Kamila Mróz (The Eugeniusz Geppert Academy of Art and Design) and Michal Adamski – glass sculpture
Pawel Janicki – interactive sound
Joana McLean, Section 3.7 – Geomicrobiology, German Centre for Geoscience
Franz Hölker, Ecohydrology, Leipniz Institute for Freshwater Ecology and Inland Fisheries
Daniel Balanzategui, Natural Science Unit, German Archaeological Institute and Section 4.3 – Climate Dynmaics and Landscape Evolution, German Centre for Geoscience
Simon Barraclough
Special thanks to: Matthias Strauß, Bernhard Bosecker, Kristen Rästas, Kelli Gedvil, Andreas Baudisch, post-gallery.online.
Kat Austen (DE/UK)
Kat Austen (DE/UK) is a person. In her artistic practice, she focusses on environmental issues. She creates sculptural and new media installations, performances and participatory work. Austen’s practice is underpinned by extensive research and theory, and driven by a motivation to explore how to move towards a more socially and environmentally just future. Working from her studio in Berlin, Austen is currently Artist in Residence at the Faculty of Maths and Physical Sciences, University College London and Senior Teaching Fellow at UCL Arts and Sciences.
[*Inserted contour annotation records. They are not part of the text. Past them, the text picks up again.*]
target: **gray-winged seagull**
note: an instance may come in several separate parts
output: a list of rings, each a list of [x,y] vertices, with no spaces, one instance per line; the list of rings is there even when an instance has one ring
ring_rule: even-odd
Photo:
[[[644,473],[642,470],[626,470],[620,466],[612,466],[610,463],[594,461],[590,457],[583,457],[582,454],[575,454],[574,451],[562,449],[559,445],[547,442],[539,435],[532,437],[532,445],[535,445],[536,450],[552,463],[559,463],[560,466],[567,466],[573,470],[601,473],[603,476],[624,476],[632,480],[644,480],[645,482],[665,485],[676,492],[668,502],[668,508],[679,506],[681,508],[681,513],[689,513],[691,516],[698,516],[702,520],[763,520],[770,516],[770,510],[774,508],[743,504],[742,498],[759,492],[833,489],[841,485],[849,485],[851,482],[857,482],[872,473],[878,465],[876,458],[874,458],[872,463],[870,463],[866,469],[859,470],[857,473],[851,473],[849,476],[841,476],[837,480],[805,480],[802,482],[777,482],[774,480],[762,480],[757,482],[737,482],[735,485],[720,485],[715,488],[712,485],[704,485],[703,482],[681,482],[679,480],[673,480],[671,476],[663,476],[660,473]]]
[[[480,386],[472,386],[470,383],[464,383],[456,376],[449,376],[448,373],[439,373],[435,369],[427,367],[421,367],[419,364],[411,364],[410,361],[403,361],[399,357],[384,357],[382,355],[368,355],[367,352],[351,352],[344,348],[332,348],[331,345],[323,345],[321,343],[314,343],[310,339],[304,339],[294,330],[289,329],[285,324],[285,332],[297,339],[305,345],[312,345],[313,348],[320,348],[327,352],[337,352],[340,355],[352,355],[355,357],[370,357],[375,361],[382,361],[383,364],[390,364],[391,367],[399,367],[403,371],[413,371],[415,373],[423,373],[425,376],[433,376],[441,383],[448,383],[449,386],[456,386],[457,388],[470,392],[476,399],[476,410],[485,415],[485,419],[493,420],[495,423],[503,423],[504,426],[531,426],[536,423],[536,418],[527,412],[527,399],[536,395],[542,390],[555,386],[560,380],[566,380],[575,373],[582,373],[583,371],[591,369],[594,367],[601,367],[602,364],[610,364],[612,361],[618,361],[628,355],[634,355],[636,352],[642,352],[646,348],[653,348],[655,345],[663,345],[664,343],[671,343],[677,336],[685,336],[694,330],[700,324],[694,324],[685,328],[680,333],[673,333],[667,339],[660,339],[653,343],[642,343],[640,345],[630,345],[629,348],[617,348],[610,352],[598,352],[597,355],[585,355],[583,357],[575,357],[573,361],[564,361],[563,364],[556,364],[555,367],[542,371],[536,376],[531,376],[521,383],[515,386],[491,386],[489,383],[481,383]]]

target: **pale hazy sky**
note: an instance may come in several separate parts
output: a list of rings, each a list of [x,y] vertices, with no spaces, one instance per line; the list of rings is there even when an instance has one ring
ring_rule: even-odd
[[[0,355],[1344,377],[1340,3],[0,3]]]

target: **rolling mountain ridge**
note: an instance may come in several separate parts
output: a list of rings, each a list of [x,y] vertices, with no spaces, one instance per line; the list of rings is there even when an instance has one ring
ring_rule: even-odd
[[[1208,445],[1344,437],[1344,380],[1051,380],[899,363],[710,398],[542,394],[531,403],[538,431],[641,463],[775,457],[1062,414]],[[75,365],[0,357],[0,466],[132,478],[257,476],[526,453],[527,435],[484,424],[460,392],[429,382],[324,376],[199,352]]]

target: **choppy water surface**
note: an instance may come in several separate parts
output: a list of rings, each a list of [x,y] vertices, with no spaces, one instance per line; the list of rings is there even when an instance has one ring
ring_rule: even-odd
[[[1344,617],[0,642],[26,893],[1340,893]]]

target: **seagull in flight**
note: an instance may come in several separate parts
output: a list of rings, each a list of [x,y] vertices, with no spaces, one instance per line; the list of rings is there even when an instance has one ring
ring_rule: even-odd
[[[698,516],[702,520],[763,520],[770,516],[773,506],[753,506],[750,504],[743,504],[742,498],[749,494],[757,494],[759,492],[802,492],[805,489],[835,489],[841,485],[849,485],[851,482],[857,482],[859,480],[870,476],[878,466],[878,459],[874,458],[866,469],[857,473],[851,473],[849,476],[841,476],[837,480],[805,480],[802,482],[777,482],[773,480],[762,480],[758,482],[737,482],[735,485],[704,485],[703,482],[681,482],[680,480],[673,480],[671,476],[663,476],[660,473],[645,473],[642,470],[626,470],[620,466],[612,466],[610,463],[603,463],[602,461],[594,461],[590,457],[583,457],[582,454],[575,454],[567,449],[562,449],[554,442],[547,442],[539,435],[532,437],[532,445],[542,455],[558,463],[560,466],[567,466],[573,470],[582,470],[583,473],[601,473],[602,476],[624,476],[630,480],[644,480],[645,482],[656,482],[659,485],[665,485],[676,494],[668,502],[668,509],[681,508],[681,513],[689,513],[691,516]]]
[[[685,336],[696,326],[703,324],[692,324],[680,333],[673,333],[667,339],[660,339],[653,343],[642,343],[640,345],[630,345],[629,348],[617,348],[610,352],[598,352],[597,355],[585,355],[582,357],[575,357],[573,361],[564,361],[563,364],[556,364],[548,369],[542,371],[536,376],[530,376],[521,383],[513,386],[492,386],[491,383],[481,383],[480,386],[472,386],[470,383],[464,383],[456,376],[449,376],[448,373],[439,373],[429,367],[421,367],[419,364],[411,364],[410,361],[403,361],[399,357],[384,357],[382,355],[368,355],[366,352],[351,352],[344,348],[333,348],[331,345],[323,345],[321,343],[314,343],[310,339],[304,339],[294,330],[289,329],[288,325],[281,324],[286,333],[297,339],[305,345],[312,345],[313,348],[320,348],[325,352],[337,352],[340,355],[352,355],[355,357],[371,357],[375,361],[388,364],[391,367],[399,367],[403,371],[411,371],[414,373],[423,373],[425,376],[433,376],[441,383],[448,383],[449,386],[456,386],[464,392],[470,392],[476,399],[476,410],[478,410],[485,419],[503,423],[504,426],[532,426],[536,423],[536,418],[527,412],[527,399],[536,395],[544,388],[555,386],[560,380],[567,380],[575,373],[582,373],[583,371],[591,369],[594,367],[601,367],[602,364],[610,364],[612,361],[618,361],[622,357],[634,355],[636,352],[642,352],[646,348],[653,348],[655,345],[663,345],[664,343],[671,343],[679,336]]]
She is a member of the bbk, an inaugural member of the London Creative Network and is co-founder of the DIY Hack the Panke collective in Berlin. Austen’s field research has included a voyage around the Canadian High Arctic as Artist in the Arctic 2017 for Friends of Scott Polar Research Institute (University of Cambridge) for her project The Matter of the Soul. In 2018 Austen was selected as inaugural Cultural Fellow in Art and Science at the Cultural Institute, University of Leeds for the same project. Austen has been awarded residencies internationally, including with NYU Shanghai, ArtOxygen Mumbai, LAStheatre, the Clipperton Project and Utter! Spoken word. Austen has exhibited at Bonhams Art Gallery, London; The Polar Museum, Cambridge; Kuehlhaus, Berlin, among others, and her work is held internationally in private collections. She has performed around the globe, including at Opera North, Leeds; Fusion Festival, Berlin and Headlands Center for the Arts, San Francisco.